Two weeks after he announced plans to form a “broad coalition” to fight the militant group Islamic State, President Barack Obama’s hopes for international support for actions in Iraq and Syria appear to be gelling.
But it remains to be seen whether this motley global crew, whose members have widely differing goals, can hang together for a mission that Obama has acknowledged could last for years, and which is bound to encounter difficulties - as well as both military and civilian casualties.
“The common threat gives the president an ability to bring together a broader coalition,” said former US ambassador Edward Djerejian, who was involved in an earlier US-led coalition to oust Iraq’s Saddam Hussein from Kuwait in 1991. Ironically, that coalition included Syria.
“We just don’t know how robust the coalition will be in terms of staying together. That’s a big question,” said Djerejian, director of Rice University’s Baker Institute.
Five Arab nations - Saudi Arabia, United Arab Emirates, Jordan, Bahrain and Qatar - joined in or supported US-led air strikes against Islamic State targets in Syria beginning late Monday.
Even though American warplanes dropped what a US general said was the “preponderance” of bombs and missiles, the Arab participation was significant in geopolitical terms, US and other Western officials said. It was meant to undercut Islamic State’s argument that it is at war with the West, they said.
The Gulf Arab states have at times backed different factions in Syria’s civil war, and Washington has accused private individuals in the Gulf of funneling money to Islamic State. Saudi Arabia and its neighbors could face violent retaliation from militants opposed to military cooperation with the United States. Jordan, meanwhile, is struggling to cope with hundreds of thousands of Syrian refugees that have crossed its borders.

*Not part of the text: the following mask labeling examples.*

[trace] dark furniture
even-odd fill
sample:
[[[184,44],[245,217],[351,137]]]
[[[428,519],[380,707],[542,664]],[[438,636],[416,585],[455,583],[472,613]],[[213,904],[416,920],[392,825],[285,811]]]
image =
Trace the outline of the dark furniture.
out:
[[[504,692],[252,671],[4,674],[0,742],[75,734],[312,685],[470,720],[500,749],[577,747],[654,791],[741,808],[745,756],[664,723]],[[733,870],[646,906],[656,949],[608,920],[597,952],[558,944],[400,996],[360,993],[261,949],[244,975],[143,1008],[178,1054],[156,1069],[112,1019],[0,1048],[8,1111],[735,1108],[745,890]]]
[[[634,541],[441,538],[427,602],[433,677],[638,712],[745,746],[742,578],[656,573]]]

Still, a senior State Department official said there was “total unanimity” at a meeting between the Arab nations involved in the strikes, Obama and Kerry. The countries committed to stick with the campaign “for the long haul” the official said. US officials provided new details on Tuesday of how Washington, in a blizzard of meetings and phone conversations this month, secured backing from normally wary Arab governments to join air strikes over Syria.

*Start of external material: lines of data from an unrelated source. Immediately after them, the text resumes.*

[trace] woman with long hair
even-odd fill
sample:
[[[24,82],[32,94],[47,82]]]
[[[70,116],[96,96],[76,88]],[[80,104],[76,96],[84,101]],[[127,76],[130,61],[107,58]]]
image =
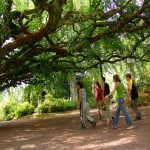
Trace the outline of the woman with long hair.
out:
[[[105,97],[106,99],[108,99],[109,97],[111,97],[114,94],[114,92],[116,92],[116,99],[118,102],[118,107],[117,107],[117,110],[115,113],[115,117],[113,119],[113,128],[117,129],[119,127],[118,121],[119,121],[119,117],[120,117],[120,112],[122,111],[123,115],[125,116],[127,129],[133,129],[135,126],[133,124],[131,117],[128,114],[126,107],[125,107],[125,101],[124,101],[125,88],[124,88],[123,84],[121,83],[121,80],[117,74],[113,75],[113,82],[114,82],[114,89],[110,92],[109,95],[107,95]]]

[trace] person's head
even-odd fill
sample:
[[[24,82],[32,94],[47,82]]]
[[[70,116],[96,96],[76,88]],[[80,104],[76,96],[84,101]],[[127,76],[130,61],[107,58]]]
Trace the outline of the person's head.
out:
[[[102,77],[102,82],[105,82],[105,77]]]
[[[83,88],[83,83],[81,81],[76,82],[77,89]]]
[[[95,86],[98,87],[98,88],[101,88],[101,85],[98,81],[95,81]]]
[[[121,82],[121,80],[117,74],[113,75],[113,81],[114,82]]]
[[[132,76],[131,76],[130,73],[127,73],[127,74],[126,74],[126,80],[127,80],[127,81],[128,81],[128,80],[131,80],[131,77],[132,77]]]

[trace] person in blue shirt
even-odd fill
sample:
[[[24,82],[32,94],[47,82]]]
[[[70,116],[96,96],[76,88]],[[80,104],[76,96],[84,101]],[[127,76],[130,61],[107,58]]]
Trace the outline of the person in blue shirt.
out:
[[[76,83],[77,94],[78,94],[78,108],[80,109],[80,121],[81,128],[86,128],[85,121],[88,120],[93,128],[96,126],[96,122],[93,117],[90,116],[90,107],[87,99],[86,90],[83,87],[83,83],[78,81]]]

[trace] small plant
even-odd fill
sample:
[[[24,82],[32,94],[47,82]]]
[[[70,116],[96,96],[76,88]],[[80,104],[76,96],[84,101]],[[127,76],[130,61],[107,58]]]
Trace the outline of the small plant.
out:
[[[29,102],[19,103],[15,110],[15,118],[31,115],[34,113],[34,106]]]

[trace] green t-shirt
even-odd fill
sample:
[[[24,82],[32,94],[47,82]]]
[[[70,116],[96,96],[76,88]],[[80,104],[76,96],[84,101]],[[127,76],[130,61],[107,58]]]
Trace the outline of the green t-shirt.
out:
[[[125,97],[125,88],[122,83],[119,83],[119,86],[116,89],[116,98],[124,98]]]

Saudi Arabia’s King Abdullah told US Secretary of State John Kerry during a two-hour meeting on Sept. 11 at the king’s palace in Jeddah that the kingdom “was willing to do whatever was necessary to help with the coalition, including air strikes,” a second senior State Department official said.
A few days later, Kerry pressed the United Arab Emirates to follow the Saudis’ lead in a meeting with Emirati foreign minister Abdullah bin Zayed in Paris, said the official, who spoke on condition of anonymity.

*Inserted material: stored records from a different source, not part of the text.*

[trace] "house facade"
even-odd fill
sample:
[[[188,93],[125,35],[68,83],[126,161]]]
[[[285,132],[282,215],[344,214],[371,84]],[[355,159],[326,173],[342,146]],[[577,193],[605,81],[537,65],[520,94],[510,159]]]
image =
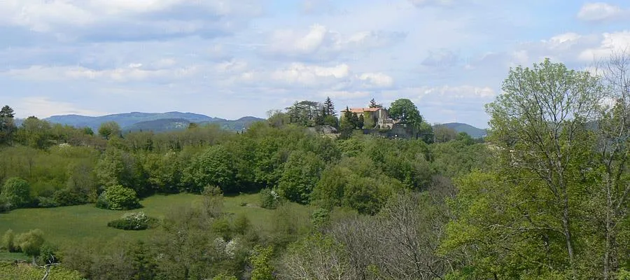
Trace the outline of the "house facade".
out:
[[[389,113],[384,108],[351,108],[349,111],[357,118],[363,116],[365,128],[391,130],[393,127],[394,121],[389,118]],[[345,109],[341,111],[342,117],[346,111]]]

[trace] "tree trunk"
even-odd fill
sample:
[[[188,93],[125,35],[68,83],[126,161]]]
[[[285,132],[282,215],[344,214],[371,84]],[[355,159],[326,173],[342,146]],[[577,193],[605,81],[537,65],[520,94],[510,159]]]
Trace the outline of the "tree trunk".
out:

Kerry lobbied Jordan’s King Abdullah over dinner in Amman earlier this month and again last Friday in an unannounced last-minute meeting in Washington. Bahrain and Qatar also participated in, or supported the strikes.
Jon Alterman, senior vice president at the Center for Strategic and International Studies think tank, said Arab military capabilities are extremely limited compared to those of the United States.
“Symbolically, it’s given (the Obama administration) cover,” Alterman said. “But practically, it doesn’t really change the division of labor.”
By contrast, Washington’s frequent European wartime partners, Britain and France, have moved cautiously on the military front.
France has conducted several air strikes against Islamic State targets in Iraq, but has said it will not do so in Syria. Britain has stayed out of combat operations so far.